Lead Product Data Engineer
Inovia Bio
Job Title: Lead Product Data Engineer
Location: London, UK (Hybrid)
Salary: £95,000 - £105,000/year + options + private medical insurance + unlimited holiday
Company: Inovia Bio
This role is for candidates only, not recruiters.
About Us:
At Inovia Bio we believe that drug development is in dire need of disruptive thinking.
The current ecosystem supporting biopharmaceutical companies is typified by slow, archaic incumbents that extract as much value as possible from drug developers and their companies while often delivering utter garbage. We’re changing that!
From the way data is used to make early decisions through to how development plans can be accelerated and de-risked, there are significant opportunities to get drugs to patients faster. Your role will be central to our mission of revolutionising drug development.
Who are we?
Inovia Bio is a TechBio Startup based in London. We partner with innovative biopharmaceutical companies by providing both our proprietary technology platforms and expertise to deliver unprecedented impact to their programs. We are the company drug developers dream of working with and the company CROs dread.
An Atypical Role:
The Lead Product Data Engineer at Inovia operates differently – We believe that drug development can only be solved by the merging of medicine and technology…and so will you!

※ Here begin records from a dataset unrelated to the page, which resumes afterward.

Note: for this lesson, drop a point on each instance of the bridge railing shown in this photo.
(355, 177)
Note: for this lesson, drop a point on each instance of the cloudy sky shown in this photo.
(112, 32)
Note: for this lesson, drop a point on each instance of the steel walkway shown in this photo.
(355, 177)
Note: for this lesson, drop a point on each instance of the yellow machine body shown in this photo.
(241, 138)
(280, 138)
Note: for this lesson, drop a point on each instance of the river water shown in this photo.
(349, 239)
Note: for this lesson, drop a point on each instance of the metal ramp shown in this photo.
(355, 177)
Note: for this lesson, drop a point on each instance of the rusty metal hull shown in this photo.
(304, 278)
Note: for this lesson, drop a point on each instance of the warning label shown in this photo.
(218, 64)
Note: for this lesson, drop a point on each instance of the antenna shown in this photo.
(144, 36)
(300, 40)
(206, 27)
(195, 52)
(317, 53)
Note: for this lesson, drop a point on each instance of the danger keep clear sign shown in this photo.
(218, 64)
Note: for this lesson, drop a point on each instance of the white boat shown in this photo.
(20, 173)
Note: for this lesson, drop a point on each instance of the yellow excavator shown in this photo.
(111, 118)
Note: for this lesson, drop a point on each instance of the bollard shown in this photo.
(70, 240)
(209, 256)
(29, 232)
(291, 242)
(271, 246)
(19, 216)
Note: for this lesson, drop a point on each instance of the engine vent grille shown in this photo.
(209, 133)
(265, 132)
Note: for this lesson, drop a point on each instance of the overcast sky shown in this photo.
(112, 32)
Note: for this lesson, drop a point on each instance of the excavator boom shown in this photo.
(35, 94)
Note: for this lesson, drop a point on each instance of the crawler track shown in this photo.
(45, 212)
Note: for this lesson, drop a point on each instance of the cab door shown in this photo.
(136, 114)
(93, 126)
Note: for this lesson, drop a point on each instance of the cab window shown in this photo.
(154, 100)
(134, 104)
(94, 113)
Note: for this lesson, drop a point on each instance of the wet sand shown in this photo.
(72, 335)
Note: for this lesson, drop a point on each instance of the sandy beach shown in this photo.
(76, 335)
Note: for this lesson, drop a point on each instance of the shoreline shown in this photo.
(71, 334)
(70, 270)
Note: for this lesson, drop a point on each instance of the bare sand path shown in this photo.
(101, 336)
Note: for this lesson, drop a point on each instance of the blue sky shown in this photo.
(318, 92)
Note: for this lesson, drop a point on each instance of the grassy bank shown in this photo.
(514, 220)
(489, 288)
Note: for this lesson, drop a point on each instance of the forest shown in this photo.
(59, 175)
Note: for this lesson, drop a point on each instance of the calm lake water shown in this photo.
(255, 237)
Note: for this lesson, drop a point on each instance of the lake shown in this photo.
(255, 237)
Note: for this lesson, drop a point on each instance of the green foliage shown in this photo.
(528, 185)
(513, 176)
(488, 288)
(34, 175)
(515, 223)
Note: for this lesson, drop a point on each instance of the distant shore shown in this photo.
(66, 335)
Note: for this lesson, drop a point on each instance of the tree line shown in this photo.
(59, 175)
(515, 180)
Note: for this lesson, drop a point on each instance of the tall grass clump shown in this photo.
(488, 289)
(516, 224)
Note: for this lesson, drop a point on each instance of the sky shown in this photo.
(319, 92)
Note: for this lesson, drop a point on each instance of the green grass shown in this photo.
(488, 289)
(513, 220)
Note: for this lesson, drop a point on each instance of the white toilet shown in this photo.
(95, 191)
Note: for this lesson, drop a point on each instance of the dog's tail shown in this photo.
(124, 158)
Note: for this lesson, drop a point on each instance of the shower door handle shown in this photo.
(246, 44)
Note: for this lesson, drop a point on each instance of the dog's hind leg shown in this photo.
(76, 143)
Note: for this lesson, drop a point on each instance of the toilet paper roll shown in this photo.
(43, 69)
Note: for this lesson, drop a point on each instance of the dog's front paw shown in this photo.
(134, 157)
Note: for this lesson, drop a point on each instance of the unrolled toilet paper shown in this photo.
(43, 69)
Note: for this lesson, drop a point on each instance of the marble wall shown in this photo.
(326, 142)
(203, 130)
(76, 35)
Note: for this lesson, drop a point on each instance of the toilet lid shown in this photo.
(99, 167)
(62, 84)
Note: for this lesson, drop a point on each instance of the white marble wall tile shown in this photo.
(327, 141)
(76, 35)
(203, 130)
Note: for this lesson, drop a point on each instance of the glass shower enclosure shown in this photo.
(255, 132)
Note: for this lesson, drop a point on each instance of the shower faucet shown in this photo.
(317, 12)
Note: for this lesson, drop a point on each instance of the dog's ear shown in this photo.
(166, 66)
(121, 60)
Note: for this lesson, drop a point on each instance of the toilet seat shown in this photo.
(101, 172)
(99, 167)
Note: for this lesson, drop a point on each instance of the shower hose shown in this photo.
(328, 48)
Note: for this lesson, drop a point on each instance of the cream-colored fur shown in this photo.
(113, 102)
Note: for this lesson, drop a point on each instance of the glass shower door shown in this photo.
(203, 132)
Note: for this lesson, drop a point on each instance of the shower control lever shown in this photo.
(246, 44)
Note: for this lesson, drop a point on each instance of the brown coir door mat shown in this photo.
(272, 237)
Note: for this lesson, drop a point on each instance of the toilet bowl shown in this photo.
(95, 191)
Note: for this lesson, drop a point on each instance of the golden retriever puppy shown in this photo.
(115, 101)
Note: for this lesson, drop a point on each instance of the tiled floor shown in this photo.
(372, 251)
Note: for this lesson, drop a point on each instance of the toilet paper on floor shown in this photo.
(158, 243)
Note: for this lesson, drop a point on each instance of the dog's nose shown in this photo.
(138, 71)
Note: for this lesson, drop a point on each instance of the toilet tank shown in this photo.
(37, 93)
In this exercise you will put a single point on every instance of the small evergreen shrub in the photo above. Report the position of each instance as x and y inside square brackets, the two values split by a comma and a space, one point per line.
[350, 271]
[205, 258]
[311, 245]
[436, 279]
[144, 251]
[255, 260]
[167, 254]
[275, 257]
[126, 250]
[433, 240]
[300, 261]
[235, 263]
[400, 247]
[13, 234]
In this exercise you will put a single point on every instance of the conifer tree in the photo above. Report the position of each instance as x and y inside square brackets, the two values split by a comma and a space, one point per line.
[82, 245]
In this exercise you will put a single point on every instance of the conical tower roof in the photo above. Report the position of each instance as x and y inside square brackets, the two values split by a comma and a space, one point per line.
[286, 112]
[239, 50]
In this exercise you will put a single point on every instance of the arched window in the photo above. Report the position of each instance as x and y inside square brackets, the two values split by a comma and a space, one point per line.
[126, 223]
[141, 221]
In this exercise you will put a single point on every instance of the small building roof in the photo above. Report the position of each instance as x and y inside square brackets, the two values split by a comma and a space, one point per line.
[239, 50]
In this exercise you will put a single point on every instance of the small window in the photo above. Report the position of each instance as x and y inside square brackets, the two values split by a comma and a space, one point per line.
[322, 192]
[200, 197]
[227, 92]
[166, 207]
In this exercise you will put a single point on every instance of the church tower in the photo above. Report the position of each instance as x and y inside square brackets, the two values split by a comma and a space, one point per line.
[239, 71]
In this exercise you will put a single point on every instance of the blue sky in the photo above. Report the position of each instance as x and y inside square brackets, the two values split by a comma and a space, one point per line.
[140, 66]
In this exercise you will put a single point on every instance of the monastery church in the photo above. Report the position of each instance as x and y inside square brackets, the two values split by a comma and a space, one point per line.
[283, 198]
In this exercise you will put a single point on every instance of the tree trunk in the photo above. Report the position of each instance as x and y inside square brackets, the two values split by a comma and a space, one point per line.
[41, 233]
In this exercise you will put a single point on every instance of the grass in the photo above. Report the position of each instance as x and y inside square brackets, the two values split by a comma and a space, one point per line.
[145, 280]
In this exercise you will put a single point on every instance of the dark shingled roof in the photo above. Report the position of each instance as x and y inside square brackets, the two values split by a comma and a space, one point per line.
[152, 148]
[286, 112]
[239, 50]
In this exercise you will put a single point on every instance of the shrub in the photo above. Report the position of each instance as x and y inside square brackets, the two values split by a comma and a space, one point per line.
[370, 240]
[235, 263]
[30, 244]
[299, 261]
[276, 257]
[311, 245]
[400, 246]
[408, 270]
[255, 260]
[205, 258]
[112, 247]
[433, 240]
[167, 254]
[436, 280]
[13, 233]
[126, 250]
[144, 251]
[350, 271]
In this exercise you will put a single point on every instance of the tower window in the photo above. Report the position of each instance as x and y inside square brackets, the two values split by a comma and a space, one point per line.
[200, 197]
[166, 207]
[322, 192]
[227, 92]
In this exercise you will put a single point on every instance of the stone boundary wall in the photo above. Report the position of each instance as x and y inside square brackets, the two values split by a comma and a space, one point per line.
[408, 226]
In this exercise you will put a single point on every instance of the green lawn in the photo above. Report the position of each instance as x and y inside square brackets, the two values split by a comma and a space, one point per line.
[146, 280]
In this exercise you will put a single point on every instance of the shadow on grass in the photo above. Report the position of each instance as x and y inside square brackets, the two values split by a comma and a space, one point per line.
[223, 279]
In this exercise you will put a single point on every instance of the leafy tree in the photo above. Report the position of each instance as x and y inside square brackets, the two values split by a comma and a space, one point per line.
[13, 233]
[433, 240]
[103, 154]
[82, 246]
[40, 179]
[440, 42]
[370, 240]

We are seeking a seasoned Lead Product Data Engineer with a strong product-oriented mindset, that fully embraces collaboration with medical colleagues. You will feel comfortable going into a new industry and learning is a key part of your nature.

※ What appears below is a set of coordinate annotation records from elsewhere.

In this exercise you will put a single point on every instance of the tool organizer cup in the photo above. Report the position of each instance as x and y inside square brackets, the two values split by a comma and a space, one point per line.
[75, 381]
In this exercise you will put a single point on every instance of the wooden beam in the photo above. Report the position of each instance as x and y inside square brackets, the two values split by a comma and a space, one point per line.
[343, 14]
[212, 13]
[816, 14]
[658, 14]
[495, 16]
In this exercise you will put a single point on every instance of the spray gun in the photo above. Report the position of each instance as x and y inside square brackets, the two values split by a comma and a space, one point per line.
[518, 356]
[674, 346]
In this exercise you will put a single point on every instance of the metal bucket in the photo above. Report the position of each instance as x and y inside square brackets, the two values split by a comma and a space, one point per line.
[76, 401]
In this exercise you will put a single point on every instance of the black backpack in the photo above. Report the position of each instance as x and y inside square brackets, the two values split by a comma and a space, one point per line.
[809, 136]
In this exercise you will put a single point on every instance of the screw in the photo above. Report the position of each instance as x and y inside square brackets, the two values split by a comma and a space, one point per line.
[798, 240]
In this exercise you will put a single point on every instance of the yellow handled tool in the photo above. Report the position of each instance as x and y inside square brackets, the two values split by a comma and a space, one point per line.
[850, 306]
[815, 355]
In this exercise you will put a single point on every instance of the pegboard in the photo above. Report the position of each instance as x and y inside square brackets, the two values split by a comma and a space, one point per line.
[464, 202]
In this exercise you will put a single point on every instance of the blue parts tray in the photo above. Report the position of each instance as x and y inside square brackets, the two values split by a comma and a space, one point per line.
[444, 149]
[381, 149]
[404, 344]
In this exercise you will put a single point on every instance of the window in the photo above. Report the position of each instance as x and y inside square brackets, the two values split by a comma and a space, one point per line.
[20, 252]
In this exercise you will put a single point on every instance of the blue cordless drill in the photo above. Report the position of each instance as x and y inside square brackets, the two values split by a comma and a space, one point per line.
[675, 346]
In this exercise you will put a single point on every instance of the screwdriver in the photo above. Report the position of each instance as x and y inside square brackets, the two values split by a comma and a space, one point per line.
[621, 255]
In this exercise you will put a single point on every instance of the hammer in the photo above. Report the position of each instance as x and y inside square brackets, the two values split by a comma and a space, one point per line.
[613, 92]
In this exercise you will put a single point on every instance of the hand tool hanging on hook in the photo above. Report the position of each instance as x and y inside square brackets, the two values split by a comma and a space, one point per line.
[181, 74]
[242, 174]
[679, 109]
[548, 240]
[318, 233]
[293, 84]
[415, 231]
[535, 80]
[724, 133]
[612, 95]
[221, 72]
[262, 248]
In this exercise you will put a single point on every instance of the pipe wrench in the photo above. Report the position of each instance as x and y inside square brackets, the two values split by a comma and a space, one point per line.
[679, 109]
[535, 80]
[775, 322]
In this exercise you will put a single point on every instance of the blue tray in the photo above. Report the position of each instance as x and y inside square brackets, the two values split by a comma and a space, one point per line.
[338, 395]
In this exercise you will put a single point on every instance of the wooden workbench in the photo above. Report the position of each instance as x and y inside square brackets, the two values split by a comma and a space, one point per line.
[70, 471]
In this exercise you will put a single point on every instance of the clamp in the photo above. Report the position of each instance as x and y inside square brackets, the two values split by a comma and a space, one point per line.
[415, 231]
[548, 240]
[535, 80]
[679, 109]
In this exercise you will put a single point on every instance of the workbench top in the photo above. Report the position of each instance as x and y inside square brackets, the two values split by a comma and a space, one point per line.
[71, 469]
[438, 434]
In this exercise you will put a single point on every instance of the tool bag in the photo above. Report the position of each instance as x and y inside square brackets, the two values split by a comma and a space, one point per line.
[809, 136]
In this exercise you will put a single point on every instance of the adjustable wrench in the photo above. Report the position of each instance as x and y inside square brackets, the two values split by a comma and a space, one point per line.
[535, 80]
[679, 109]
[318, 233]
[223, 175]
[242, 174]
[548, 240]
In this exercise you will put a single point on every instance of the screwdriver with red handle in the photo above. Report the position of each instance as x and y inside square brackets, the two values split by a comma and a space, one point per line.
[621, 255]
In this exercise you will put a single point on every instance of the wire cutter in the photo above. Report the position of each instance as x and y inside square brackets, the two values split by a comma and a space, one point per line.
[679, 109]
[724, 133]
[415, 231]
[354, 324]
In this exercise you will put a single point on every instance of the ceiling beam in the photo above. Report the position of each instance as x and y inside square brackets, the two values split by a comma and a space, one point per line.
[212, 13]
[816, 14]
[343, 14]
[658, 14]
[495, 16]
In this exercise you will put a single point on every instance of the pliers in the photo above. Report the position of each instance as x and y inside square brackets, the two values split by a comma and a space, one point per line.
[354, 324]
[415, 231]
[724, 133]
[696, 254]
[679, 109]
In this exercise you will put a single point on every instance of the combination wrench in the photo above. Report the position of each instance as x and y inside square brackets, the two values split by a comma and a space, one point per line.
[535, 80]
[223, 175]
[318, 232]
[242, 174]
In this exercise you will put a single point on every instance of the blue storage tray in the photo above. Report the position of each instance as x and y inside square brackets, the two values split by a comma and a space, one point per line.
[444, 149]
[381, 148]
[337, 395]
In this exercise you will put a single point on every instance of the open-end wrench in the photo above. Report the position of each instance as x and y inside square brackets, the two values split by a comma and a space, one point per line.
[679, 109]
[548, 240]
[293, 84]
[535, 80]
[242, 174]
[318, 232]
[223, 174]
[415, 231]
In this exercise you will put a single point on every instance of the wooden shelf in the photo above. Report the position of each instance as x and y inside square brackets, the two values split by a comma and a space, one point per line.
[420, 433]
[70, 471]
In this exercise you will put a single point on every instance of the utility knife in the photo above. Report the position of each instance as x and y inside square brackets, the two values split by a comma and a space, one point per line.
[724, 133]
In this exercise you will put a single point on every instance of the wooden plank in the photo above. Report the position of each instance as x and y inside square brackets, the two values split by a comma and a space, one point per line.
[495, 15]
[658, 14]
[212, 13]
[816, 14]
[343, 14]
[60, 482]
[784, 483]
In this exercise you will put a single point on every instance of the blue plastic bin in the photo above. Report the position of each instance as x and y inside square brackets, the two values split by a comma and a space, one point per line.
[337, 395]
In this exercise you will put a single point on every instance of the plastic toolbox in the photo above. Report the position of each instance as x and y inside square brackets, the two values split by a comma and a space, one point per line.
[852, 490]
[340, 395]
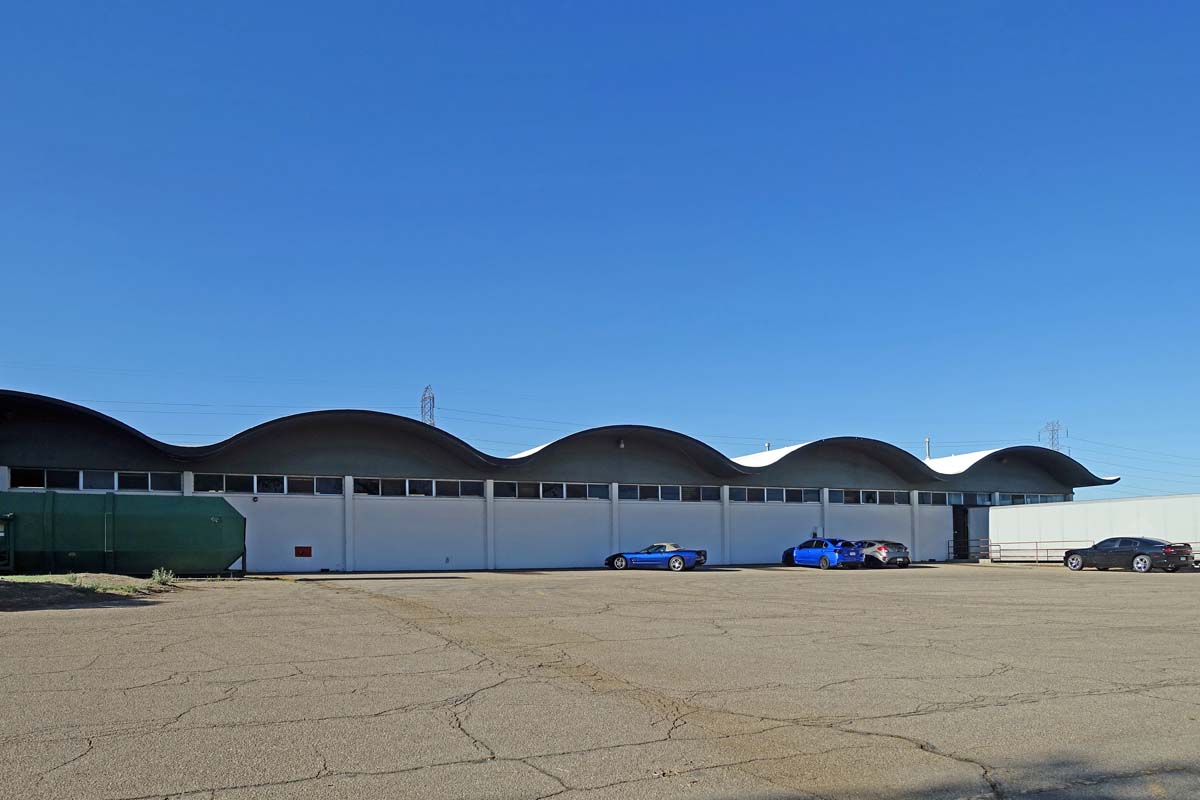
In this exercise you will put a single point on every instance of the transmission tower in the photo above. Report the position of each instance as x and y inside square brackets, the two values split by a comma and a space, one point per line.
[427, 405]
[1049, 434]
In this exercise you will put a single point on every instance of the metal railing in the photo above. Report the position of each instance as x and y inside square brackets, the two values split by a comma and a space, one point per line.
[1050, 552]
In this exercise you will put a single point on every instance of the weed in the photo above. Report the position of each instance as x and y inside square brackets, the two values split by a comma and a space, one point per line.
[162, 576]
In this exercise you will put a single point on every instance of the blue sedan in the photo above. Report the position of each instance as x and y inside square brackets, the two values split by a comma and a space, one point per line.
[660, 555]
[825, 553]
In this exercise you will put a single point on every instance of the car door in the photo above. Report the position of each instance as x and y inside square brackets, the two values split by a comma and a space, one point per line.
[660, 557]
[1126, 551]
[649, 557]
[1103, 553]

You will take ownership of end-to-end data processes and embrace collaboration. You will work closely with cross-functional teams to design, build, and maintain robust data infrastructure on the Google Cloud Platform (GCP), enabling data-driven decision-making and facilitating our mission to accelerate drug development.
Key Responsibilities:
- Collaboration: Work with data epidemiologists, product managers, and stakeholders to define requirements, iterate on solutions, and ensure alignment with business objectives.
- Design & Development: Develop, test, and deploy scalable data pipelines using Python, Flask, Apache Spark/Beam, and GCP Dataflow to meet the needs of our customers while collaborating with the medical, biostatistics and epidemiology teams.
- Data Orchestration & Automation: Utilize Airflow for workflow orchestration and Cloud Functions for seamless integration with GCP services, automating critical processes.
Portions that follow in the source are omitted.